New condition monitoring system increases bearing lifetime
Then, in 2018, SKF introduced Guangzhou Metro to its own Rotating Equipment Performance solution combined with an online condition monitoring system model.
Previously, SKF had not been part of post-purchase maintenance, but with this new approach, SKF is now a part of the customer’s maintenance journey, ensuring that the customer’s equipment is running without any unplanned downtime.
Through SKF’s monitoring system, SKF can identify if and when a part in its equipment is going to fail.
“The maintenance cost for the trains is extremely high, and we need to increase the cost savings, so increasing the maintenance intervals and lifetime of bearings will make a difference to our financial goals,” says Zhao.
Currently, the maintenance intervals differ between the axlebox bearings, wheel and gearbox bearings. Every time the wheel and gearbox bearings were changed, the axlebox bearings had to be dismounted. The axlebox bearings normally have a different maintenance period from the two other types of bearings. This resulted in extra dismounting and maintenance work on axlebox bearings.
SKF is now working to extend the intervals for the traction motor and gearbox bearings so that refurbishment and replacement for all three types of bearings can be done at the same time, which will provide significant savings on both labour and material costs.
IMx-Rail system gives real-time data
With SKF’s condition monitoring system, called IMx-Rail, in place, the customer will have more real-time data and can be surer of exactly when a refurbishment or a replacement is needed, instead of just relying on how many kilometres each bearing has run.
“On one hand, it has improved the safety of trains,” Zhao says. “The condition monitoring system can help to monitor the conditions of every bearing, so that when a bearing fails or malfunctions it can be found and repaired in time.
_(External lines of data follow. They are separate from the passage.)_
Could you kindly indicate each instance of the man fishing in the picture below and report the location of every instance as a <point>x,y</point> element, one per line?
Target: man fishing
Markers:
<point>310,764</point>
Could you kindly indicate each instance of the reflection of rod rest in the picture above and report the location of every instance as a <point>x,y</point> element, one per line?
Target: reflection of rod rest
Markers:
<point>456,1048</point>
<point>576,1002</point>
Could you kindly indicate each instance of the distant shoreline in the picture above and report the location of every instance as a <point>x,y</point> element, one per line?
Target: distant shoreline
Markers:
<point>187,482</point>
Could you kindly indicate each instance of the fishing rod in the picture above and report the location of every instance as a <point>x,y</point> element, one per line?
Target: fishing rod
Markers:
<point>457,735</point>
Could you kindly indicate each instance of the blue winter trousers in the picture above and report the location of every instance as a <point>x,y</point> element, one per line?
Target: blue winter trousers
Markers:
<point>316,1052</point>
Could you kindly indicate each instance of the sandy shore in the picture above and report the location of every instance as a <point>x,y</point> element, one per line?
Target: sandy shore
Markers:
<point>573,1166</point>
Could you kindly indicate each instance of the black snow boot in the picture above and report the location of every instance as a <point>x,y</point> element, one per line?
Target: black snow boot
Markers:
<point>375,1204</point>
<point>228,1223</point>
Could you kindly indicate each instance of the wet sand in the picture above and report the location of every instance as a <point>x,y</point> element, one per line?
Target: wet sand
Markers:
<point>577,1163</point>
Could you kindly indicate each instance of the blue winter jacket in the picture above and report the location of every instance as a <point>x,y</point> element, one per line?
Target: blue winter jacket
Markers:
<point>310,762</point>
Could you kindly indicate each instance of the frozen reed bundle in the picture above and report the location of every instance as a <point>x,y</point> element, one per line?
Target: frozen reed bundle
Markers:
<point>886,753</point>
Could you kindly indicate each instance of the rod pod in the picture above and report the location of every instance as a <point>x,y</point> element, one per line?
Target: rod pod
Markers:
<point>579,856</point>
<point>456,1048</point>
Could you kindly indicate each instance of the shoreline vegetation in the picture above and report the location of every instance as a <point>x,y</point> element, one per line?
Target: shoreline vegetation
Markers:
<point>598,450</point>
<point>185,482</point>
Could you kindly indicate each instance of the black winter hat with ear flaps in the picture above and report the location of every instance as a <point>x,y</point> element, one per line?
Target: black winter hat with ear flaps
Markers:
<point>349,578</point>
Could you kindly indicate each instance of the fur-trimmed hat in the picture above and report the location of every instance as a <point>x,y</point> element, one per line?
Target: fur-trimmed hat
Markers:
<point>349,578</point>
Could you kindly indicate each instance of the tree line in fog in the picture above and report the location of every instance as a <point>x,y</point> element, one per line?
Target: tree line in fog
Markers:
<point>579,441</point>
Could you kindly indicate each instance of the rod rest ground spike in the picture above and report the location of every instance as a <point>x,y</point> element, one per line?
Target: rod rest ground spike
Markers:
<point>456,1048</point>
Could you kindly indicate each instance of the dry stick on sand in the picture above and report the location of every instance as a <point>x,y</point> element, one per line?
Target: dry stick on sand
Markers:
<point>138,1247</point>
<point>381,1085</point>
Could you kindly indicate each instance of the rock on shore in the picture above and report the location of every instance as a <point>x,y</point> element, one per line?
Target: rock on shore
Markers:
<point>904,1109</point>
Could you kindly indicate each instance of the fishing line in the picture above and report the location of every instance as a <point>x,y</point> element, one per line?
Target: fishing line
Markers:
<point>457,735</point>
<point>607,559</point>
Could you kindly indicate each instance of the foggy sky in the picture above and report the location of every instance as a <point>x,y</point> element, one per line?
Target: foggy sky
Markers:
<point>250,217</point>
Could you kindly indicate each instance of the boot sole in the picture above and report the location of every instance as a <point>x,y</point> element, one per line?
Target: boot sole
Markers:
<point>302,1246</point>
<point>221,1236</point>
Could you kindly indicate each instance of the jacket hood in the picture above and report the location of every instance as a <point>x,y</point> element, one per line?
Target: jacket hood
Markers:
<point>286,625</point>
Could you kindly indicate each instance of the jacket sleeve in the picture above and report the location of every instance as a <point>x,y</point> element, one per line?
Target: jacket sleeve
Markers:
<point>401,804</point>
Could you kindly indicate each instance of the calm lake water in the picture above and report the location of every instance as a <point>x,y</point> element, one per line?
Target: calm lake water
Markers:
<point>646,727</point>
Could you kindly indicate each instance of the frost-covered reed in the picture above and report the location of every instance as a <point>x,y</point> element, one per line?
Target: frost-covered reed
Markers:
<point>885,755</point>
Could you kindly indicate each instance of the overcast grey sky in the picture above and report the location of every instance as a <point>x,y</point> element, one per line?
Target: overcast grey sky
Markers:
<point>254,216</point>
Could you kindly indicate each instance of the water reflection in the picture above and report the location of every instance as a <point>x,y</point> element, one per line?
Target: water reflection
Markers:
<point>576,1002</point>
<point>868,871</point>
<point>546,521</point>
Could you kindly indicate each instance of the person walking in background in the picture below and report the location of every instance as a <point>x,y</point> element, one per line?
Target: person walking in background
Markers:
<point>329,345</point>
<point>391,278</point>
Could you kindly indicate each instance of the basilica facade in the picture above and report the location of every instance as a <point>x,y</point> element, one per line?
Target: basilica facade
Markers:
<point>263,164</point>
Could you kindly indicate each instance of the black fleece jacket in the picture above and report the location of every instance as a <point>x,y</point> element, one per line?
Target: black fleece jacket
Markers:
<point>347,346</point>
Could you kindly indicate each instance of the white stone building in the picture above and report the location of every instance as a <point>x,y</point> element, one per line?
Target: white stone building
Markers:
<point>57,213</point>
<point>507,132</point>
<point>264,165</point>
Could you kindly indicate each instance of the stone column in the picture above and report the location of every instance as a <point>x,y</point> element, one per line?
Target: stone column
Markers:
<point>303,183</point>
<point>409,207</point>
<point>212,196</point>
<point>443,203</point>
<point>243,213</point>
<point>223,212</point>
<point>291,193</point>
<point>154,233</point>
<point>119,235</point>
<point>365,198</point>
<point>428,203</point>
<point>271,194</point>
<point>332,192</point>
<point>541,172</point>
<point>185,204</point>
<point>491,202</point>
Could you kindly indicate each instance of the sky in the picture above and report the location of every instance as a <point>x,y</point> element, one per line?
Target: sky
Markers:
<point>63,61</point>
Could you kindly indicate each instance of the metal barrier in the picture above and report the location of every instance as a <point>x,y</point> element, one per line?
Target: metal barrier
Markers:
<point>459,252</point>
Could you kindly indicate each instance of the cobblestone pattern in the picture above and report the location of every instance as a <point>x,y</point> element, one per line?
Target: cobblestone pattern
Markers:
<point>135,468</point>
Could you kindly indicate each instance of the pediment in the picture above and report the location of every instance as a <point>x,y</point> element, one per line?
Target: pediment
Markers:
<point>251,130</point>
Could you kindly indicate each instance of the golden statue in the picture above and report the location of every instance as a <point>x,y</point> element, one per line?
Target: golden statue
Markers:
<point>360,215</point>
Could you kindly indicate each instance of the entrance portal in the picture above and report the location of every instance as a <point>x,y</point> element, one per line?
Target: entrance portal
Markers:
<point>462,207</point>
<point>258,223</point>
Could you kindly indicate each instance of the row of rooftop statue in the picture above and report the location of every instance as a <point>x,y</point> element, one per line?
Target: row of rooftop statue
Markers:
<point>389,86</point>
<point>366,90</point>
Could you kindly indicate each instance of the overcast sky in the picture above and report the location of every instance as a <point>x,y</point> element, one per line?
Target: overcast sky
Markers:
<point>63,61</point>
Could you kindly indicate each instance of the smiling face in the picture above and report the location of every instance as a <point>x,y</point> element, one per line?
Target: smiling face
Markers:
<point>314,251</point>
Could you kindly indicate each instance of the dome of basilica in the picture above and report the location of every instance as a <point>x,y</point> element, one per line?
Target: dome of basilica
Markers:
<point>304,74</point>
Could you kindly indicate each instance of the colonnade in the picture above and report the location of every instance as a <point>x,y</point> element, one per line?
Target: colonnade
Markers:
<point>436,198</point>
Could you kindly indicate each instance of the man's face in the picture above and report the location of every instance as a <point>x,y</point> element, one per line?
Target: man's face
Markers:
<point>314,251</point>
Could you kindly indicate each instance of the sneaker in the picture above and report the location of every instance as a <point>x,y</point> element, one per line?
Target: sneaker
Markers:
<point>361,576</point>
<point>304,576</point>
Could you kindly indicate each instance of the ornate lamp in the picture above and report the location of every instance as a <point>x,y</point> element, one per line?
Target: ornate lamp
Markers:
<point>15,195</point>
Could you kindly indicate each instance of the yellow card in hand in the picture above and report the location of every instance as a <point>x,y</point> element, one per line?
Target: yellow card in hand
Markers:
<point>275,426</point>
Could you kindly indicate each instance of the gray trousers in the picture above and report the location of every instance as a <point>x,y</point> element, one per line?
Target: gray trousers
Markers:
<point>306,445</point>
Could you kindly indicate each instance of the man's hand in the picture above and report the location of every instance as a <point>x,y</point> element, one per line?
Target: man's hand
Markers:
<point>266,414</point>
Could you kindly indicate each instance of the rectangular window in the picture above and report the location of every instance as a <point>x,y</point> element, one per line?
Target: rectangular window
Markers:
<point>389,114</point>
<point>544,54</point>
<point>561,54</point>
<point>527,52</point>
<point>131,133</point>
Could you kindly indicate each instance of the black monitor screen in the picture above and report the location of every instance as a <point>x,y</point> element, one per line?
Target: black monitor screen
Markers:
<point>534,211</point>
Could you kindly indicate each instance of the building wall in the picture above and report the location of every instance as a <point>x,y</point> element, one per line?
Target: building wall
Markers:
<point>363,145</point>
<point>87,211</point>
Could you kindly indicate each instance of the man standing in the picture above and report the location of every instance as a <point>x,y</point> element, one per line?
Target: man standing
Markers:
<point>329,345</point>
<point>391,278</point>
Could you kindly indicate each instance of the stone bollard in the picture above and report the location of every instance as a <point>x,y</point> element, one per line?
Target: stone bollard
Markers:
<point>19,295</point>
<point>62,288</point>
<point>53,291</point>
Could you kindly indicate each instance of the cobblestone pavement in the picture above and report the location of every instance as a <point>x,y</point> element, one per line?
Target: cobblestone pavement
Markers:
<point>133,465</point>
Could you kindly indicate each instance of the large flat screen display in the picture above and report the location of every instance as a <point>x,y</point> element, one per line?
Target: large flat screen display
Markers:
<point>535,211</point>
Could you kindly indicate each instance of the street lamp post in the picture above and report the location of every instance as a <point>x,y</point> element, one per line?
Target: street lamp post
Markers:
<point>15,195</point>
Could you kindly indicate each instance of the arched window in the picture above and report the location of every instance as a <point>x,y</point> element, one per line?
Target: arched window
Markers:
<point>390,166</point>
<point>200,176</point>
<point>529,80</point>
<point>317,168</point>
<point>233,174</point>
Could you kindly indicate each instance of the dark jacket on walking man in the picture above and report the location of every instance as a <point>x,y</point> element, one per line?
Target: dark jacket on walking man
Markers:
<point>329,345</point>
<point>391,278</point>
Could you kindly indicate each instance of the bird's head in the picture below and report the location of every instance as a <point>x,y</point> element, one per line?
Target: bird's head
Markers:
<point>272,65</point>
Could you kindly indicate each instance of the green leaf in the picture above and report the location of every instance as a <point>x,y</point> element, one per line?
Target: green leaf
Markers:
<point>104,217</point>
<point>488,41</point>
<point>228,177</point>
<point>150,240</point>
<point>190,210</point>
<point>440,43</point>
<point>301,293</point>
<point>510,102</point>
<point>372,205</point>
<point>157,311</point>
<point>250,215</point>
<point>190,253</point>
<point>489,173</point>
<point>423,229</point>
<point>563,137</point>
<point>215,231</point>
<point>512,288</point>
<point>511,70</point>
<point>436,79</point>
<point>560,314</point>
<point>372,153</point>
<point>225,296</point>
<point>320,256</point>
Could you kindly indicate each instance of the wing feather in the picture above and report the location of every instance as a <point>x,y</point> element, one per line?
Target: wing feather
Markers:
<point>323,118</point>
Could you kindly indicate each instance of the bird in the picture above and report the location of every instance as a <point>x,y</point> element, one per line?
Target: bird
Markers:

On the other hand, when the maintenance intervals have been extended it helps us significantly to save cost.”
More information on IMx Rail
“In order to define how to reach customer goals and make rail vehicles more efficient and reliable, all requirements need to be clear,” explains Aaron Wang, SKF senior sales engineer for railways.
“Choosing a condition monitoring system for Metro applications can be challenging,” he says. “Unlike other train types, Metro operators need to consider that speed fluctuations can have a great impact on the accuracy of data. Another aspect of choosing the right system is where the train is operating. Metros are often underground and/or using tunnels. So the system needs to be able to record and store data.
“But,” Wang adds, “a close dialogue is most important for defining the best solution. For example, Guangzhou Metro is very innovative and exploratory and is cooperating closely with SKF to get the system that meets their needs.”
Hower Fan, SKF conditioning monitoring development manager for railways, explains further: “Among its many benefits for different train types, IMx Rail is designed to accommodate the challenges of Metro applications. With the system’s capability to measure and store data, the loss of connectivity is not a problem. When connectivity is back, information is automatically synched to the cloud, so no critical information is lost.
“But,” he continues, “I would like to also highlight that it is a very flexible system that can monitor different rotating applications within the train and can be easily integrated in existing customer systems.
“For Metro applications, where you need to know the status of the equipment at any time in order to be able to extend the bearing maintenance period and optimize operating costs, Imx Rail can definitely be the right solution, as we can see in this case with Guangzhou Metro.”